It is pertinent to all parents to be directly involved in the safety, constant checking, wellbeing and monitoring of their children. One of the roles every parents must not overlook is the safety of their children.
Charity begins at home, they say. All what children need must be acquired at home first before setting out to learn other activities. Parents keeps worrying about how they can achieve protecting their children against all odds in these seemingly dangerous times.
Parents would give priority to ensuring they protect and safeguard their children until when they understand the risks.
Body safety is far beyond parents lending their children to learn outside the world, while sexual abuse is on the increase in the society is as a result of lack of infusing knowledge to the children. This makes sexual abuse to get perpetuated by someone the child(ren) knows and trusts. Parents should serve as mentors, teachers, coach, and leader to their children. Sit them down, talk to them and enlighten them.
We tend to pre-empt children are safe as long as we leave them with those they trust or as long as we don’t leave them unsupervised with adults we don’t know well.
Gone are the days that parents warn their children not to collect things from strangers. If at all they will, it must be approved by their parents’ consent by informing them before making use of it. Reverse is the case now and this has made teenagers to fall victim to sex offenders in the society.
A study found that the majority of sexual violence victims were below the age of 20. Risk also exists anytime children are left without thorough supervision with another child or a somewhat older child.
Many researchers estimate that one out of four girls and one out of six boys will encounter unwanted sexual touching of some sort before age 18.
Some parents feel irritated educating their children of sexual education. They tag it as being inferior and unreligious discussing sexual related education to them. Not only that, they find it hard sitting them down, enlightening them on body safety, give them tips to guide them, by so doing they would learn a lot.

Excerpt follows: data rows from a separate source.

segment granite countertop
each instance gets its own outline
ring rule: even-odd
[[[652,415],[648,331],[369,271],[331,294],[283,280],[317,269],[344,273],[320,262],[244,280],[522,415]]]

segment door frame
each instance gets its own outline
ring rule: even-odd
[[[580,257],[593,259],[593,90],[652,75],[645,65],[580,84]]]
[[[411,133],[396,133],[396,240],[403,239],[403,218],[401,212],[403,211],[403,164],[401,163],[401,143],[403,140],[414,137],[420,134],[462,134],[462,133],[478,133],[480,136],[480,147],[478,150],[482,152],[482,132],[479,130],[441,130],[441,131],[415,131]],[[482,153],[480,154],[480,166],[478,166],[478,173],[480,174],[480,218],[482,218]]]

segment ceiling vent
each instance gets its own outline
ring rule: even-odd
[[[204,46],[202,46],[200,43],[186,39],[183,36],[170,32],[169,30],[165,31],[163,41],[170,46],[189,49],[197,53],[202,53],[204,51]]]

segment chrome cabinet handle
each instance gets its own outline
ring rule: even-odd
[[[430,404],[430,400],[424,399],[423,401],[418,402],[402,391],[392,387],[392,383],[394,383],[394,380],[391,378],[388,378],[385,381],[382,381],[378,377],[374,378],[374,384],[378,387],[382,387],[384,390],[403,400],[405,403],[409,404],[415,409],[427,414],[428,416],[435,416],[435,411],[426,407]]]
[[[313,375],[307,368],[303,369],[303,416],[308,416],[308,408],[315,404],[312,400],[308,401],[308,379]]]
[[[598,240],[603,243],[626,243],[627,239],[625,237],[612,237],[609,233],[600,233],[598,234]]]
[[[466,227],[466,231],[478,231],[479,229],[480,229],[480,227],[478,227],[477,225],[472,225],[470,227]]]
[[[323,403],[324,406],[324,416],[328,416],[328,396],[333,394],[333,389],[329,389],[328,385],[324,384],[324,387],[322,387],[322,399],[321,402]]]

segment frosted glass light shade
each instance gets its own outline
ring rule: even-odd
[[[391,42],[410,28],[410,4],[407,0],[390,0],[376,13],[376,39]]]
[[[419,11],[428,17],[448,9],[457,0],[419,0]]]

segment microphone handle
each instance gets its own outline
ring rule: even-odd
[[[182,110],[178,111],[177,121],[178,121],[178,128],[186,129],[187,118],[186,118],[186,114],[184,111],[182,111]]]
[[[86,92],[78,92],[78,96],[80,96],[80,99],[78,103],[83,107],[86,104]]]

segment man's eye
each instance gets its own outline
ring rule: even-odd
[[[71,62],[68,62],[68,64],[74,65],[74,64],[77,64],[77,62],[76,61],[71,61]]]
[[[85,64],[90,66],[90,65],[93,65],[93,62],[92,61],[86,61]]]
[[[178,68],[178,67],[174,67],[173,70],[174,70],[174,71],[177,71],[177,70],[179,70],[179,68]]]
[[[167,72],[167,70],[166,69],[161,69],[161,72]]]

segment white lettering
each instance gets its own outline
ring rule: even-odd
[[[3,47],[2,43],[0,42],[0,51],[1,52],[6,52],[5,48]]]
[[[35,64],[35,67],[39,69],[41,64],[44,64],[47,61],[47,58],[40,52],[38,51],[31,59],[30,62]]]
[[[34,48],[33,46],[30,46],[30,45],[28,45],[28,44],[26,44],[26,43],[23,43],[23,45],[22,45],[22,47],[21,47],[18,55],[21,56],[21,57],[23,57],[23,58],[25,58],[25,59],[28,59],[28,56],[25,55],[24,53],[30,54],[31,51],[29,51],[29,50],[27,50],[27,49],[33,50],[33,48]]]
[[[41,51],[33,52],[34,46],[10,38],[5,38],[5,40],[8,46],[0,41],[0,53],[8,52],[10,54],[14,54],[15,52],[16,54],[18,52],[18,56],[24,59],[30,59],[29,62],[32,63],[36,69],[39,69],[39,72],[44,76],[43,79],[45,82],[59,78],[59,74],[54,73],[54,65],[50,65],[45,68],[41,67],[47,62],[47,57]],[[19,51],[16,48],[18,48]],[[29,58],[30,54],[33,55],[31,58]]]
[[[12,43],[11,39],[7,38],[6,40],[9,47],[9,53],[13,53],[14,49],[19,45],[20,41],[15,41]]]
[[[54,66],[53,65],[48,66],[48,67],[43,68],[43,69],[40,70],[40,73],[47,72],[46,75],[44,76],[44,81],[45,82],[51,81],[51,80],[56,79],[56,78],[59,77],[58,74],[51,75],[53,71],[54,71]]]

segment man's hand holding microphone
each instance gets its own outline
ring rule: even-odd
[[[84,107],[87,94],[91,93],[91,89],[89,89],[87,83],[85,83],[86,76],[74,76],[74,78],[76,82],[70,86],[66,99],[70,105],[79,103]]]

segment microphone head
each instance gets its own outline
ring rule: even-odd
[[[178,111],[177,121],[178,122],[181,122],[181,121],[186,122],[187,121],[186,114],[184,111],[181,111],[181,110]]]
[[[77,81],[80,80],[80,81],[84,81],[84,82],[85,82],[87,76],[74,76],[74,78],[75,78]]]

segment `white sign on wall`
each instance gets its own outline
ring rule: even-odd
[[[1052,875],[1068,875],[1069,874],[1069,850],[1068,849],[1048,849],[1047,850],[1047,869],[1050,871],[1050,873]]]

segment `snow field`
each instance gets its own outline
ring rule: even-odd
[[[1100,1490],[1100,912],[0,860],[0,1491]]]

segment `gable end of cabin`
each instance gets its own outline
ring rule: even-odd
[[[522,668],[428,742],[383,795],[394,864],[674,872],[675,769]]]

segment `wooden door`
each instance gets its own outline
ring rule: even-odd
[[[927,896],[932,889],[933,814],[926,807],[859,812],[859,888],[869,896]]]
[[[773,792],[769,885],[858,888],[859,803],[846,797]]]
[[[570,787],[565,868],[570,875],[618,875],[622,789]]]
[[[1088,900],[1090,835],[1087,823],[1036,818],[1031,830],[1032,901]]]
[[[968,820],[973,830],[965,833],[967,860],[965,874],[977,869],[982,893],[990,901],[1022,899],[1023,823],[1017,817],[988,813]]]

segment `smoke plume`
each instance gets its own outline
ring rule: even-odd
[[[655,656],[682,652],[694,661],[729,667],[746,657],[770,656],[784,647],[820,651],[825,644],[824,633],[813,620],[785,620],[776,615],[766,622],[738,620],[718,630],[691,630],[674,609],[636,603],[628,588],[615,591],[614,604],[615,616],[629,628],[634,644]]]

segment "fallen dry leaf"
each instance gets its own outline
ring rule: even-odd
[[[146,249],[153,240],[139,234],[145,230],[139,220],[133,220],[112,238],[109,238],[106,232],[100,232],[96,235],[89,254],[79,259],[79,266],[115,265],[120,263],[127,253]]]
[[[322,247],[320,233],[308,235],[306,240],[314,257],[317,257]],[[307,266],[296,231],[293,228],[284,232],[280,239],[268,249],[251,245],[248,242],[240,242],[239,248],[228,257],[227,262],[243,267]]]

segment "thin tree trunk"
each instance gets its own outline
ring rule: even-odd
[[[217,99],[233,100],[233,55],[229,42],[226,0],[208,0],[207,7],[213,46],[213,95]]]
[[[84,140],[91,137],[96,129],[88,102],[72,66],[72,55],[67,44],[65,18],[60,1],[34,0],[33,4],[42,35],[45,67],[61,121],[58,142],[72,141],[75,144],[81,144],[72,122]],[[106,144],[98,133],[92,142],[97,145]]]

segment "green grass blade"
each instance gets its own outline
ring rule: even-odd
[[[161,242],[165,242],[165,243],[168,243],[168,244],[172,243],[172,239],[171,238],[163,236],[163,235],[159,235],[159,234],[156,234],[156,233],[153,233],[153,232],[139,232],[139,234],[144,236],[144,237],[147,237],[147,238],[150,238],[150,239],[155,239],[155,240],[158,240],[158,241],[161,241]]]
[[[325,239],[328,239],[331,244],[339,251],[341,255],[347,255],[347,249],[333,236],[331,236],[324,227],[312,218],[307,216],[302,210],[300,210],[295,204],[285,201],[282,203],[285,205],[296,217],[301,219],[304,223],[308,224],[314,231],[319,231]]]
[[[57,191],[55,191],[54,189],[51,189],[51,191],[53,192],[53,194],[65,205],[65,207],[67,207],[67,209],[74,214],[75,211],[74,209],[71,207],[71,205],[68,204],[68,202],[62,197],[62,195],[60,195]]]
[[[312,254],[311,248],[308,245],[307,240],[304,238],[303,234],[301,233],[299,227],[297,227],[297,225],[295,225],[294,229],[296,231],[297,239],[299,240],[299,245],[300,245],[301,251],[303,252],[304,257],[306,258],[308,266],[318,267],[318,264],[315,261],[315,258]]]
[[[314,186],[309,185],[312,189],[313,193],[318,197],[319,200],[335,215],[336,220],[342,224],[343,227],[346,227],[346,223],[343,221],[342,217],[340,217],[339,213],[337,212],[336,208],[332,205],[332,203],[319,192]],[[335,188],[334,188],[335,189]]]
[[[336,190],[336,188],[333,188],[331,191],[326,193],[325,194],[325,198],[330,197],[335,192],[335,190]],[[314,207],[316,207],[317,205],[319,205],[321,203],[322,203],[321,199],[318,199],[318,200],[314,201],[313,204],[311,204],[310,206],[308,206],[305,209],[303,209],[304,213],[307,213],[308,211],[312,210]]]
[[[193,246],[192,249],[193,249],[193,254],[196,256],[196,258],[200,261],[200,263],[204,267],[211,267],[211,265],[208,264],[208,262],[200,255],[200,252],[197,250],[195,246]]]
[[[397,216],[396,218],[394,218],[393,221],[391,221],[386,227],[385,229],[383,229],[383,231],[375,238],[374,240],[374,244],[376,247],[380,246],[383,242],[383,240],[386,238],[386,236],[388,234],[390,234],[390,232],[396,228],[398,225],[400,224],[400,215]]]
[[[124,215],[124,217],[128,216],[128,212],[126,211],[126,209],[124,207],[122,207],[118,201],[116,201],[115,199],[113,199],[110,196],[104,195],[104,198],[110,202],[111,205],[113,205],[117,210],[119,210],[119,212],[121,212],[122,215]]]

How parents can teach their children body safety
Give proper sexuality education
Our children are our friends, companions and confidants. We shouldn’t hide anything from them when it comes to educating them about sexuality. Or else, they would learn it from elsewhere, which may not be for good purposes. Teach children the appropriate term for each body organ and what is used for when it comes to body safety (parts). Parents have to develop the tactics through to pass the message to them.
Give room for discussions
Are you the type of parents that doesn’t care about the wellbeing or lifestyle of their children? Many parents prioritize work over the welfare of their children. You hardly meet them at home except at night. The need to create discussion between us and our children will go a long way in chastising the safety of our children. We need to communicate to them in language well pleasing and understanding for effective learning.
You must be readily available to your children when they have complaints about what has happened to them outside. They must tell you or another trusted adult. Your children must know the importance of the rule ‘no secret’. If someone says something to your children, they should be eager to disclose it to you. With the help of the rule ‘no secret’ they will relay everything that has happened to you.
As your children grow, teach them about the privacy of their body. They should not be secluded with others while undressed. In homes where children’s rooms aren’t separated, those of the opposite sex shouldn’t be made to share the same bed. You don’t also dress up before your children irrespective of how young you think they are.
Stop means stop
In the event that someone touches them inappropriately, they should be able to tell the person to stop while moving away to safety. They should know that touching them in the chest, or nether regions of their body is inappropriate.
Enrolling your child is self-defence trainings could also keep them safe from danger where you are not available. Taekwondo, karate or any other martial arts skills would go a long way in helping them disarm a sexual predator or against any other forms of attack.
Don’t leave your child with others unnecessarily
The good and bad news about abuse is that most of it, statistically, is not perpetuated by strangers. Up to 90 percent of children who are victims know their abusers. It could happen at the hands family members. Almost all the rest is perpetuated by trusted intimates such as religious leaders, coach, or teachers.